Rural Women Contributing to Agricultural Economy

There are 10 million rural and nomadic women in Iran (constituting 49% of the rural population) who make a major contribution to the economy
Rural Women Contributing to Agricultural EconomyRural Women Contributing to Agricultural Economy

The International Day of Rural Women is observed on October 15 every year since 2008.

It aims to recognize “the critical role and contribution of rural women, including indigenous women, in enhancing agricultural and rural development, improving food security and eradicating rural poverty.”

Rural women, the majority of whom depend on natural resources and agriculture for their livelihoods, make up over a quarter of the total world population. In developing countries, rural women represent approximately 43% of the agricultural labor force, and produce, process and prepare much of the food available, thereby taking primary responsibility for food security.

Yet, they have much fewer privileges than urban women or their male equivalents. They are considered among the most vulnerable populations due to the nature of their work and responsibilities, unpaid work, gender inequality, unawareness of their rights, living in traditional and male-dominated communities, and lack of access to infrastructure.

In Iran, based on statistics, there are 10 million rural and nomadic women (constituting 49% of the rural population) who contribute to the production of over 70% of vegetables and over 80% of handicraft, run 90% of sericulture and 70% of rice farming as well as over 80% of animal husbandry and 90% of olive processing. Thus their contribution to the agro-economy is indeed impressive.

Speaking to the Persian Daily ‘Sharq’, Forugh-ol-Sadat Banihashem, director of the Office of Rural and Nomadic Women’s Affairs at the Ministry of Agricultural Jihad, elaborated on the status of this segment of the population and the challenges they face.

“Most rural women are heads of household as their men often migrate to cities in search of better work,” she said. In certain months of the year, when men head for urban areas for seasonal jobs, women stay behind outnumbering the male residents by half or two-thirds, and some villages are totally empty of men leaving the women in charge of families.

  Unpaid Efforts

As part of the family business, rural women traditionally work alongside their husbands outside the home but often do not earn any income for their labor while the men receive the whole earnings. This is while women are more likely to spend their income on their children’s food security or education according to international surveys.  

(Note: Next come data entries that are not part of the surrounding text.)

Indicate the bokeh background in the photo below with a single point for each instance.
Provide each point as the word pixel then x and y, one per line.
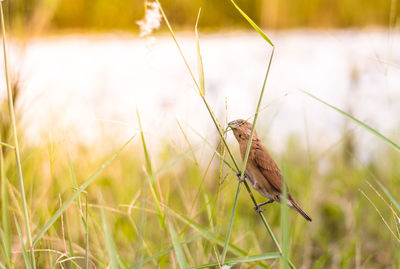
pixel 81 75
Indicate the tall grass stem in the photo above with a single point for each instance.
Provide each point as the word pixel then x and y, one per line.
pixel 16 144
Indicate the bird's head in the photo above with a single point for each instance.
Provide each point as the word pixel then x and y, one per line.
pixel 241 130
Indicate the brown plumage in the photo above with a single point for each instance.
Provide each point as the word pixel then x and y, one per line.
pixel 261 170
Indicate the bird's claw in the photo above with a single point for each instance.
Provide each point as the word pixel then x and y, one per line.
pixel 258 209
pixel 240 178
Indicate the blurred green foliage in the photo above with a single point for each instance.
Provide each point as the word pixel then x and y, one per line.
pixel 100 15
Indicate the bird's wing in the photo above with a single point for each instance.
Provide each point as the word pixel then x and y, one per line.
pixel 268 167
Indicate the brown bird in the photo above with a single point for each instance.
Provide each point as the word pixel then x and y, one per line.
pixel 261 170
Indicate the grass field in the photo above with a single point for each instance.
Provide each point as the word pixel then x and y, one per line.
pixel 74 206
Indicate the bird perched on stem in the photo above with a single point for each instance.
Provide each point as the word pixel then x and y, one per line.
pixel 261 170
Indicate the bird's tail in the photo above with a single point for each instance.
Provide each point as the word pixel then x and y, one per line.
pixel 296 207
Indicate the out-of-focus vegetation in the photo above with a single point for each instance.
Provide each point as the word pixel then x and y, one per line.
pixel 346 232
pixel 101 15
pixel 165 208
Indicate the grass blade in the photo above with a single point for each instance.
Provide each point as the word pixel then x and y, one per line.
pixel 6 239
pixel 161 253
pixel 77 192
pixel 364 125
pixel 252 129
pixel 150 173
pixel 260 257
pixel 110 245
pixel 180 256
pixel 285 229
pixel 16 144
pixel 200 68
pixel 21 241
pixel 228 234
pixel 252 23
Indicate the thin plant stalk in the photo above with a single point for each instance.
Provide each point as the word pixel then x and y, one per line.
pixel 4 207
pixel 246 159
pixel 16 144
pixel 215 121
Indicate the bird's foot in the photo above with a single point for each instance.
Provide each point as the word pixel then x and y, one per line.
pixel 258 209
pixel 240 178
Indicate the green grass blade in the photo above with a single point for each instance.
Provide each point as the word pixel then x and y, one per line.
pixel 16 144
pixel 86 236
pixel 214 150
pixel 232 261
pixel 110 244
pixel 285 229
pixel 162 253
pixel 253 127
pixel 200 68
pixel 252 23
pixel 177 44
pixel 208 235
pixel 70 247
pixel 151 176
pixel 77 192
pixel 364 125
pixel 6 239
pixel 7 145
pixel 21 241
pixel 180 256
pixel 228 234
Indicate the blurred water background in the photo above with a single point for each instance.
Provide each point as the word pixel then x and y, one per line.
pixel 84 88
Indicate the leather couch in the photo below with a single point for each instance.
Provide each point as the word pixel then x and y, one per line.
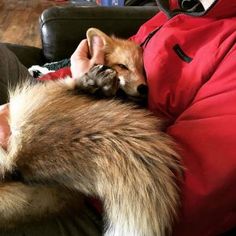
pixel 62 28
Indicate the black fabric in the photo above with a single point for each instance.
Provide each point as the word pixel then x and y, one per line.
pixel 62 28
pixel 11 72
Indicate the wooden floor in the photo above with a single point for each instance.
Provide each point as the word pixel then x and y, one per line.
pixel 19 20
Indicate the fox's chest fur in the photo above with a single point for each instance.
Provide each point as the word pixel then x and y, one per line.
pixel 96 147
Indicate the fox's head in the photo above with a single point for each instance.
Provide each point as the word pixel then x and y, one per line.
pixel 125 57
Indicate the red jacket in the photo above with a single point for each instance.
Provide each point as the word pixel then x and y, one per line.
pixel 190 63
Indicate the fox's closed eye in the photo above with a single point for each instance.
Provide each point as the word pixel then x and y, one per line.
pixel 122 66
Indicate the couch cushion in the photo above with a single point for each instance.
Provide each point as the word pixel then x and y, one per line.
pixel 62 28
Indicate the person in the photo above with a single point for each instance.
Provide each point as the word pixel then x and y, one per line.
pixel 191 80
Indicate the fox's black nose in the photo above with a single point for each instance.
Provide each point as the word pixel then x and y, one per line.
pixel 143 89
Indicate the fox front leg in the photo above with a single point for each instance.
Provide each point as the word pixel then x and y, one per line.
pixel 99 78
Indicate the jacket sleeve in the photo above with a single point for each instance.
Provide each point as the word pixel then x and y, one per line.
pixel 206 133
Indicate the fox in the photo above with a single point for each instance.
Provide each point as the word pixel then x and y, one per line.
pixel 67 143
pixel 125 58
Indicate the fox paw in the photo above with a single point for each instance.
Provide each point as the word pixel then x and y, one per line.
pixel 99 78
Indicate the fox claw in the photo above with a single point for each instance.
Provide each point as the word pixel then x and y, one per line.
pixel 99 77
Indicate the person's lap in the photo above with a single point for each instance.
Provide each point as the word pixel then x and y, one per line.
pixel 85 223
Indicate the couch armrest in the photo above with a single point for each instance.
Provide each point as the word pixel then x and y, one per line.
pixel 27 55
pixel 62 28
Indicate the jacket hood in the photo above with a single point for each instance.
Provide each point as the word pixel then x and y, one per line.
pixel 218 8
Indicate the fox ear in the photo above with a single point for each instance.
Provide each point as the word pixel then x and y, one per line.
pixel 91 32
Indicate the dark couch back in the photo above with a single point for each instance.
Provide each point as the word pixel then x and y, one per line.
pixel 62 28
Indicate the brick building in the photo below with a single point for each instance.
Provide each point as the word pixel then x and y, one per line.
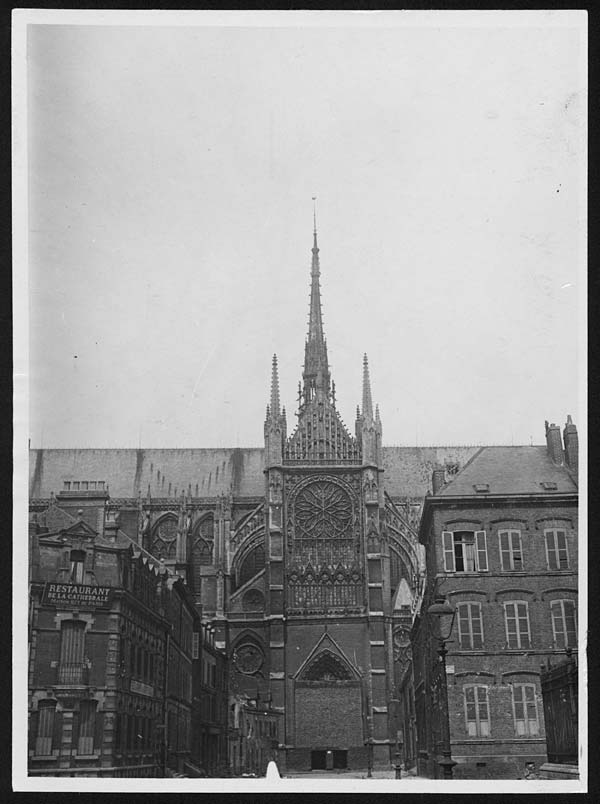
pixel 110 652
pixel 303 556
pixel 210 694
pixel 253 729
pixel 501 546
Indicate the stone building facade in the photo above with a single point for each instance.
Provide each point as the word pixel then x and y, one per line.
pixel 110 653
pixel 302 555
pixel 501 546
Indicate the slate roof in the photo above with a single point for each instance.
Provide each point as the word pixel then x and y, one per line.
pixel 510 470
pixel 126 472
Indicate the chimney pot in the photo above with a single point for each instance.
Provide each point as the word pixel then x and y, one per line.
pixel 571 440
pixel 554 444
pixel 438 479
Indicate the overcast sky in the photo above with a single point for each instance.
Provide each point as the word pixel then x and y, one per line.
pixel 171 171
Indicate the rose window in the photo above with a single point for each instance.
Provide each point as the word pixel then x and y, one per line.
pixel 323 510
pixel 248 659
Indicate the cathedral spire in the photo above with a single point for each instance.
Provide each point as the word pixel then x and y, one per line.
pixel 316 367
pixel 367 399
pixel 275 410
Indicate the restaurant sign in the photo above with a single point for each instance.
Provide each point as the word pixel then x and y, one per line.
pixel 76 595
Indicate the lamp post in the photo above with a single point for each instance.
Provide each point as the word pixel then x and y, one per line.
pixel 398 765
pixel 444 613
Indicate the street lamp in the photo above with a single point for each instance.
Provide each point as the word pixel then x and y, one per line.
pixel 445 614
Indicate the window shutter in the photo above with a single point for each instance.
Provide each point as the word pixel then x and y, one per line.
pixel 448 543
pixel 33 728
pixel 504 550
pixel 477 625
pixel 551 550
pixel 481 550
pixel 561 550
pixel 76 726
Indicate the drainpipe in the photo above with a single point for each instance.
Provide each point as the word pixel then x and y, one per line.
pixel 165 692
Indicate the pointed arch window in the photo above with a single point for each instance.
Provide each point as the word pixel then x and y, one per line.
pixel 202 549
pixel 164 538
pixel 251 565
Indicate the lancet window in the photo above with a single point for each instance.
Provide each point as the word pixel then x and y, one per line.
pixel 164 538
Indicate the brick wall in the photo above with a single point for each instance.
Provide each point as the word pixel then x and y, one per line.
pixel 496 666
pixel 328 715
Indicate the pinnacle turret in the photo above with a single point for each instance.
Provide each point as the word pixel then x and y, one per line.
pixel 367 399
pixel 275 409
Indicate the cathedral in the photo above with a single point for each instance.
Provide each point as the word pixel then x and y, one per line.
pixel 302 557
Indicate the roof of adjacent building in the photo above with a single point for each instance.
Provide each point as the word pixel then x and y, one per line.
pixel 510 470
pixel 210 472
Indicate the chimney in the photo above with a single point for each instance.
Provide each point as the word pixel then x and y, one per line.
pixel 571 440
pixel 438 479
pixel 554 443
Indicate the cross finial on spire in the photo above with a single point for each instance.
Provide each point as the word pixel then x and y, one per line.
pixel 316 370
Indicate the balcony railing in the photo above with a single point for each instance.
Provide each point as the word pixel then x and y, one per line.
pixel 73 673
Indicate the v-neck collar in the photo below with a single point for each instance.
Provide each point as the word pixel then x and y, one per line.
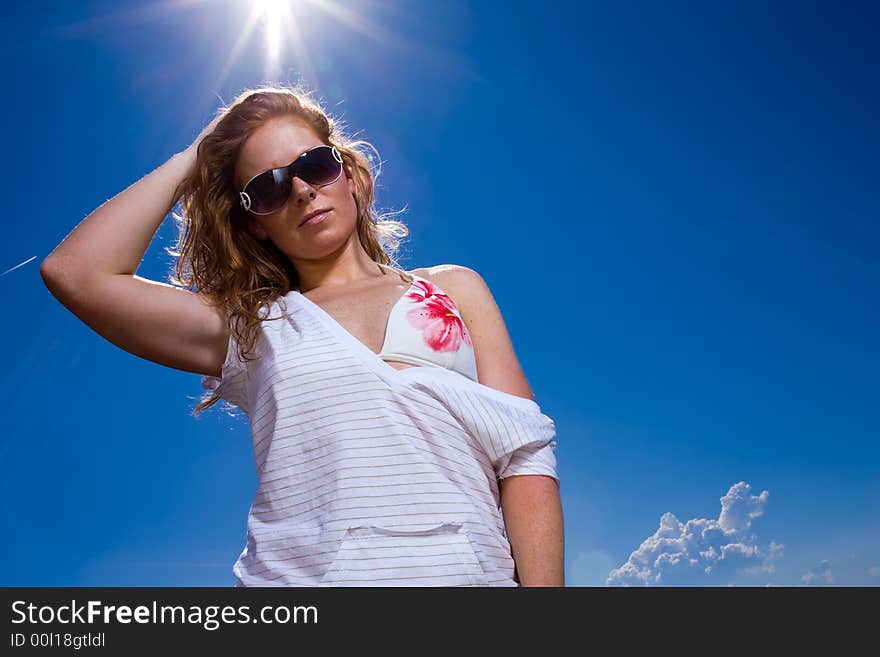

There are also women who work for others and get paid, but their wage is much lower than men doing the same job “based on unwritten rules.”

Banihashem called on supervisory bodies to exert more control over unofficial farm work and establish a framework for payment of wages so as to prevent gender discrimination.   

“Ten million is a huge segment of the population that has been disregarded by all the previous governments,” she said.

Rural and nomadic women have always been subsumed under the broader category of women and exclusive attention to rural women and their issues has not been ensured.

“Every time services and facilities are envisioned for women, this segment is last in the line due to their difficult access and long distance from administrative centers and institutions, lack of awareness and complex bureaucratic procedures.”

The official added that rural and nomadic women must be included in the larger policy-making and budgeting process so as to guarantee their support, empowerment and access to services.

“If rural and nomadic women are given their own specific category when allocating funds and services in the policy making processes, the supervisory bodies will and should be held accountable in ensuring that allocations reach the targeted people,” she said.  

The official stressed that given rural women’s significant role in farming, the Ministry of Agricultural Jihad must give due attention to their plight and take steps to address their problems. The Vice-Presidency for Family and Women Affairs is also pursuing the matter.

Meanwhile, the ministry has made a proposal in the sixth five-year development plan (2016-2021) regarding education for rural women. “We hope that the proposal will be approval by the lawmakers.”